В конце концов, я решил, что Ана-а-1842 заслужила эту небольшую отсрочку своей нерадостной участи, и искренне похвалил малышку, сказав, что испытываю гордость за нее, за ее талант, за ее дерзновение. Да, я употребил именно это красивое старинное слово — «дерзновение», потому что именно дерзновением было написать эту длинную хвалебную оду нашей истории, нашим свершениям, нашей Победе. Ведь ей было лет двадцать, самое большее двадцать два, и она не была свидетелем тех невыносимых трудностей, которые сопровождали нас в начале пути. Она и ее ровесники не могут помнить Великое наводнение, крах прежнего мира, Катастрофу Большого огня, схватку с традиционалистами, окончившуюся нашей полной победой. Но эта юная поэтесса, видимо, дотошно изучила вопрос, побеседовав со старшими товарищами — такими, как я и все первое поколение «близких», начавших свой путь еще в Москве.
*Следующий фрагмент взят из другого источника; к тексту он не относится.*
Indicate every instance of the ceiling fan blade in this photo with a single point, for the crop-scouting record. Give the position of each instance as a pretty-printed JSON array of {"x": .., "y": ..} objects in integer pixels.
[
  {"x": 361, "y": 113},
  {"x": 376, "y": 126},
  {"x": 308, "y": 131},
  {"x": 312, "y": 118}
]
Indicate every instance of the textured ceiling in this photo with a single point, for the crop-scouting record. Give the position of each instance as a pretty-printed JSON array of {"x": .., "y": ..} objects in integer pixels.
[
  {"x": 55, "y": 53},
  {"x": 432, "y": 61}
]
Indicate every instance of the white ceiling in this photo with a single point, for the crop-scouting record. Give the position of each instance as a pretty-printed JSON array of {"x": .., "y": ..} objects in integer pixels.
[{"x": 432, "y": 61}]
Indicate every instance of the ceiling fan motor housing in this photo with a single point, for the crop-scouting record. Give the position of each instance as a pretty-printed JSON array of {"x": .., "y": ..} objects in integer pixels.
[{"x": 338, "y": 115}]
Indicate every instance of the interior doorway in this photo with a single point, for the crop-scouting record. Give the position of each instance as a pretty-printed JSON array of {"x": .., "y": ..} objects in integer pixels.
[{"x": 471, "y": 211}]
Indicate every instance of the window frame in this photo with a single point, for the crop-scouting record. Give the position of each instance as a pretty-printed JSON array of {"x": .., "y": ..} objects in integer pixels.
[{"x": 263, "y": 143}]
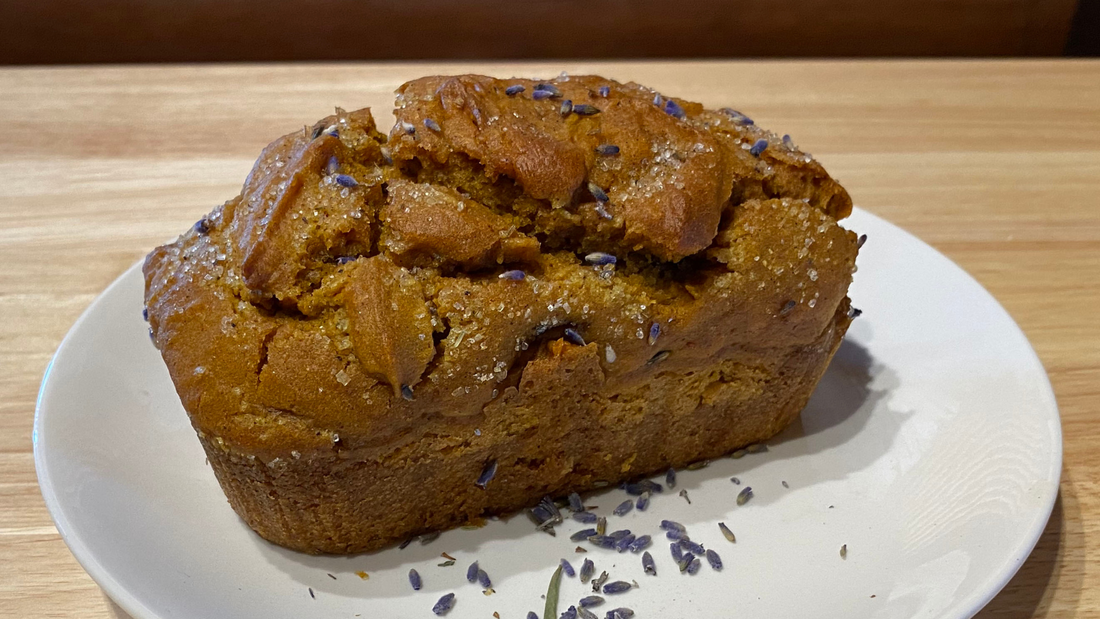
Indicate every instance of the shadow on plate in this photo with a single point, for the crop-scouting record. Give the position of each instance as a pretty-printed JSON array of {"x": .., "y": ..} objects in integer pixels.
[{"x": 839, "y": 409}]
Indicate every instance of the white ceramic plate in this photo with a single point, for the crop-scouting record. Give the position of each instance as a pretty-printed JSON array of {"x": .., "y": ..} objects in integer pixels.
[{"x": 932, "y": 449}]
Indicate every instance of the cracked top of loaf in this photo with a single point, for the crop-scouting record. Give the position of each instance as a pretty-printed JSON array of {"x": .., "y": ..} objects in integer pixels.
[{"x": 360, "y": 287}]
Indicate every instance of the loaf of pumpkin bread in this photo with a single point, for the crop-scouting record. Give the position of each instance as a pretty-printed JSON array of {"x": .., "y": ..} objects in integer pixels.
[{"x": 529, "y": 288}]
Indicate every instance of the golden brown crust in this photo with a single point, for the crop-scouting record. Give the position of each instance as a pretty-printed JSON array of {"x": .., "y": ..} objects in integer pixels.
[{"x": 340, "y": 330}]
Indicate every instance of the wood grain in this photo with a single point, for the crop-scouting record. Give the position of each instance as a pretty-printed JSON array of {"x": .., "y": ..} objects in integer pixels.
[{"x": 997, "y": 164}]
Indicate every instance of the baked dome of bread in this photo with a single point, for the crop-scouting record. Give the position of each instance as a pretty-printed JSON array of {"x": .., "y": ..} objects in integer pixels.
[{"x": 573, "y": 282}]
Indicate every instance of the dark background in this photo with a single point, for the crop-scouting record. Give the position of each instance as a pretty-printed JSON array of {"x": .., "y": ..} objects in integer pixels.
[{"x": 156, "y": 31}]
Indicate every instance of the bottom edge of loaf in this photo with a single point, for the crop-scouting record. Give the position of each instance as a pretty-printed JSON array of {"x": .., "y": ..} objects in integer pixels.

В общем, Ане-а-1842 удалось проникнуться этой сложной темой и переложить всё в яркие стихотворные образы. «Могучая воля Доброго Друга», «стальной кулак народа», «вода, выжатая из камня», «Отчизна — родина света и разума» и другие чудесные метафоры и сравнения звучали очень сильно и запоминались сразу!
Все это я высказал Ане-а-1842 с полным откровением, прибавив, однако, что ода требует серьезной редакторской правки. Местами длинновато, много повторов, некоторые прославления нашего ДД звучат уж слишком льстиво и даже подобострастно, например вот это:
Наш Добрый Друг! Перед тобою
Трепещут твердь и небеса!
Своей божественной рукою
Ты совершаешь чудеса!
— Это, пожалуй, слишком, — говорил я поэтессе. — ДД и сам такого не одобрит. Мы строим царство
Маленькая поэтесса кивнула, и глазки ее заблестели от удовольствия. Еще бы — стать одним из авторов Книги Памяти и Славы — это ли не повод для гордости и ликования, это ли не настоящее счастье?
— Но скажи-ка мне, — приступил я с осторожностью к тому, что меня волновало сейчас в первую очередь, — откуда ты взяла эти строки, которыми ты заканчиваешь свою поэму — «Отечество славлю, которое есть…»? Мне кажется, я их уже где-то слышал. Ты что же, сама их сочинила или где-то прочла?